What is your view on "god"?

I definitely don't believe in God. Besides the fact that I don't believe that one could physically exist, I don't agree with religion itself. I don't appreciate Extremists who put such heavy rules and restrictions on society and make people ashamed of themselves for just being who they are with the threat of being sent to Hell. I don't appreciate the judgement and accusing looks I get when someone finds out that I don't believe in God. I don't appreciate how they try to force their beliefs into our laws (ie: LGBTQs right to marry-- last I heard there was this little thing here in America called Separation of Church and State which, apparently, only New York understands). I don't appreciate everyone coming at me from all angles preaching about God and being allowed to openly express their views wherever they please but the second I say anything that isn't 100% politically correct, I get attacked and penalized for stating my opinion, which, by the way, is based on acknowledgeable FACT and SCIENTIFIC EVIDENCE. For example, on facebook I have friends who openly adore God and thank Him for things, ect... but if I were even to post "I am an Atheist" or "I don't believe in God" or, hey why not "Wow, I'm so thankful that I don't believe in a higher power" as my status , all hell would break loose (no pun intended). I would have so many people on my asss commenting all this shittt, people telling me to keep my opinions to myself. Why the hell should I keep my opinions -- which again, are not even opinions because evidence exits whether I believe it or not-- to myself and other religions, more specifically in my case Christians, get to stop me on the street and try to convince me of the word of God and send me emails and fb pages and all this other stuff telling me that I'm a horrible person if I don't believe in God and how could I be so mean to deny God's love?

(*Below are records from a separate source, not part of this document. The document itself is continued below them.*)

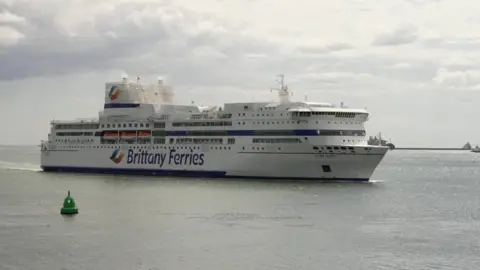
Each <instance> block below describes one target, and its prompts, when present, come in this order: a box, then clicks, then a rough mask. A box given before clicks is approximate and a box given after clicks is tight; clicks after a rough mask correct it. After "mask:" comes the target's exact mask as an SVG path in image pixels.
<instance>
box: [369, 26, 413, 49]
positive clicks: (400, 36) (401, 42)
mask: <svg viewBox="0 0 480 270" xmlns="http://www.w3.org/2000/svg"><path fill="white" fill-rule="evenodd" d="M417 38H418V34H417V28H416V27H415V26H413V25H402V26H399V27H398V28H397V29H395V30H394V31H392V32H390V33H383V34H379V35H377V36H375V38H374V40H373V45H375V46H396V45H403V44H409V43H413V42H415V41H416V40H417Z"/></svg>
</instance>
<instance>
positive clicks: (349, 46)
mask: <svg viewBox="0 0 480 270" xmlns="http://www.w3.org/2000/svg"><path fill="white" fill-rule="evenodd" d="M354 48H355V46H353V45H351V44H347V43H332V44H328V45H326V46H323V47H313V46H301V47H299V48H298V51H299V52H301V53H307V54H309V53H311V54H323V53H330V52H335V51H343V50H348V49H354Z"/></svg>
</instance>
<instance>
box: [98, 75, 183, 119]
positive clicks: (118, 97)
mask: <svg viewBox="0 0 480 270" xmlns="http://www.w3.org/2000/svg"><path fill="white" fill-rule="evenodd" d="M173 97H174V93H173V91H172V88H171V87H170V86H167V85H165V84H164V83H163V80H161V79H159V80H158V81H157V84H150V85H144V84H140V83H139V82H138V80H137V82H131V81H128V79H127V78H125V77H124V78H123V80H122V81H120V82H107V83H105V103H104V107H103V108H104V110H103V111H102V112H100V117H101V118H102V117H107V118H124V119H125V118H145V117H149V116H152V115H154V114H155V112H156V111H159V110H160V109H159V108H160V106H161V105H171V104H173Z"/></svg>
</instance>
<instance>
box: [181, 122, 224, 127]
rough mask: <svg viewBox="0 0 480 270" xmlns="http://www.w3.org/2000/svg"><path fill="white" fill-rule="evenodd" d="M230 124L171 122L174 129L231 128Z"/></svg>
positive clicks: (201, 122)
mask: <svg viewBox="0 0 480 270" xmlns="http://www.w3.org/2000/svg"><path fill="white" fill-rule="evenodd" d="M231 125H232V122H227V121H215V122H173V123H172V126H174V127H218V126H231Z"/></svg>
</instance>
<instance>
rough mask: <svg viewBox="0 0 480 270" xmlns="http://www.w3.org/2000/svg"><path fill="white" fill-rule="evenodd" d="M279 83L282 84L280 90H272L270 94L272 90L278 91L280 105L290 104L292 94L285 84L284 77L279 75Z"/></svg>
mask: <svg viewBox="0 0 480 270" xmlns="http://www.w3.org/2000/svg"><path fill="white" fill-rule="evenodd" d="M277 82H279V83H280V88H272V89H270V92H271V91H272V90H277V91H278V97H279V99H280V103H289V102H290V98H289V96H290V92H289V91H288V86H287V85H285V84H284V75H283V74H279V75H277Z"/></svg>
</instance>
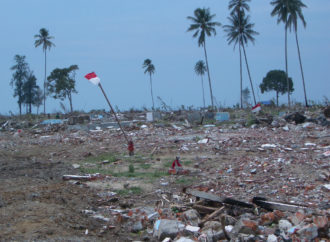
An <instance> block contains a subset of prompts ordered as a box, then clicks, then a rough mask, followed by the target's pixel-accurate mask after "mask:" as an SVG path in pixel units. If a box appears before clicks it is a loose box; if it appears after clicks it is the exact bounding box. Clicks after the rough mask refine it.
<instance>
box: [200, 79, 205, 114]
mask: <svg viewBox="0 0 330 242" xmlns="http://www.w3.org/2000/svg"><path fill="white" fill-rule="evenodd" d="M201 78H202V91H203V105H204V109H205V95H204V79H203V76H202V75H201Z"/></svg>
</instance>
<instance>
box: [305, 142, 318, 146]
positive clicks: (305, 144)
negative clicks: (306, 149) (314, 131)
mask: <svg viewBox="0 0 330 242" xmlns="http://www.w3.org/2000/svg"><path fill="white" fill-rule="evenodd" d="M305 146H316V144H314V143H305Z"/></svg>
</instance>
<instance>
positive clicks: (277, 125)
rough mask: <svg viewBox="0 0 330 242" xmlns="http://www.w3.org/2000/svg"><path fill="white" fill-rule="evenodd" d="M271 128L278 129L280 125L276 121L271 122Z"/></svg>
mask: <svg viewBox="0 0 330 242" xmlns="http://www.w3.org/2000/svg"><path fill="white" fill-rule="evenodd" d="M271 126H273V127H275V128H278V127H280V123H279V122H278V121H277V120H273V122H272V123H271Z"/></svg>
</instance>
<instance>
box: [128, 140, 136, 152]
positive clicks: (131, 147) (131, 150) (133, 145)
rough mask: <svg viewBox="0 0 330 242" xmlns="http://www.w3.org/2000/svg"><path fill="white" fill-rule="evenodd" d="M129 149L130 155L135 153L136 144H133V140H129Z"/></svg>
mask: <svg viewBox="0 0 330 242" xmlns="http://www.w3.org/2000/svg"><path fill="white" fill-rule="evenodd" d="M127 149H128V151H129V155H133V154H134V144H133V141H129V142H128V147H127Z"/></svg>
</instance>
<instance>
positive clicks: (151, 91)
mask: <svg viewBox="0 0 330 242" xmlns="http://www.w3.org/2000/svg"><path fill="white" fill-rule="evenodd" d="M150 91H151V99H152V110H155V103H154V94H153V92H152V76H151V73H150Z"/></svg>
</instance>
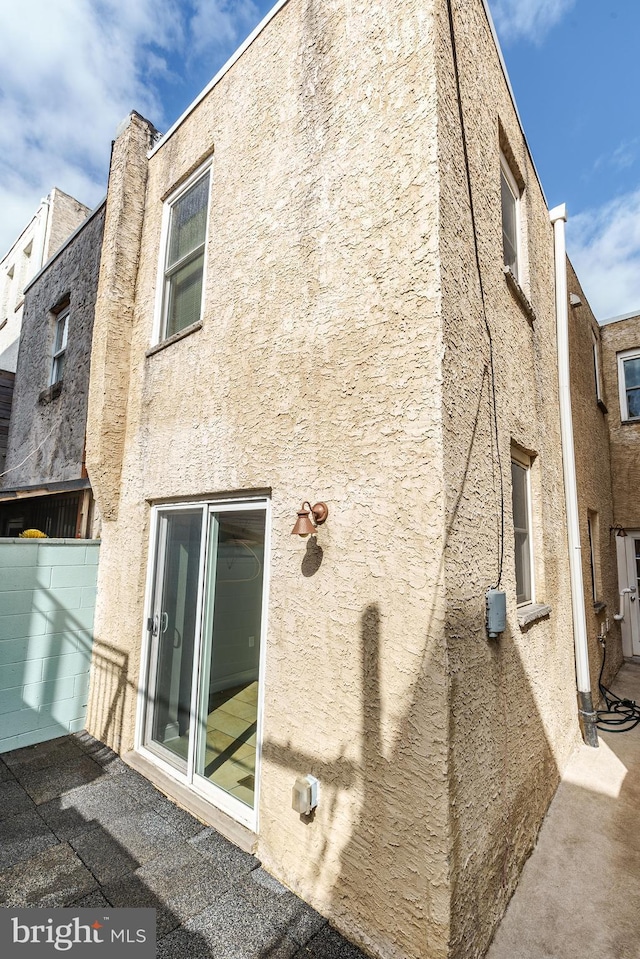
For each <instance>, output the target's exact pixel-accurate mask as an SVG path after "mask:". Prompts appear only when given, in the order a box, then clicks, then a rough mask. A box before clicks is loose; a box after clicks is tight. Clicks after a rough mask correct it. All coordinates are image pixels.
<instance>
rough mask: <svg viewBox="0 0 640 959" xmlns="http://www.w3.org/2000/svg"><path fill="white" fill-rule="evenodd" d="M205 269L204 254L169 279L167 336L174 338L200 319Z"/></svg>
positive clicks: (166, 334) (167, 307) (191, 260)
mask: <svg viewBox="0 0 640 959" xmlns="http://www.w3.org/2000/svg"><path fill="white" fill-rule="evenodd" d="M203 268H204V252H203V253H200V254H199V255H197V256H196V257H195V258H194V259H193V260H190V261H189V262H188V263H186V264H185V265H184V266H181V267H180V268H179V269H177V270H176V272H175V273H174V274H173V275H172V276H171V277H170V278H169V281H168V284H167V285H168V290H167V296H168V298H169V303H168V306H167V328H166V331H165V336H172V335H173V334H174V333H177V332H178V331H179V330H184V329H186V327H187V326H190V325H191V324H192V323H196V322H197V321H198V320H199V319H200V308H201V305H202V271H203Z"/></svg>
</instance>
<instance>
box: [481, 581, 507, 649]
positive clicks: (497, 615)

Um, maybe because I don't believe in it. Maybe I have enough love for myself that I told need to believe theres some guy out there who loves me but at the same time judges everything i do from eating a burger to taking a crap and deciding what kind of person that makes me and where I'm going to go once I'm dead. I'm sick of being smothered and having to walk on eggshells so as to not to step on anyones toes. I DON'T BELIEVE IN GOD, OK? I wouldn't even be so worked up about it if it wasn't so damn irritating.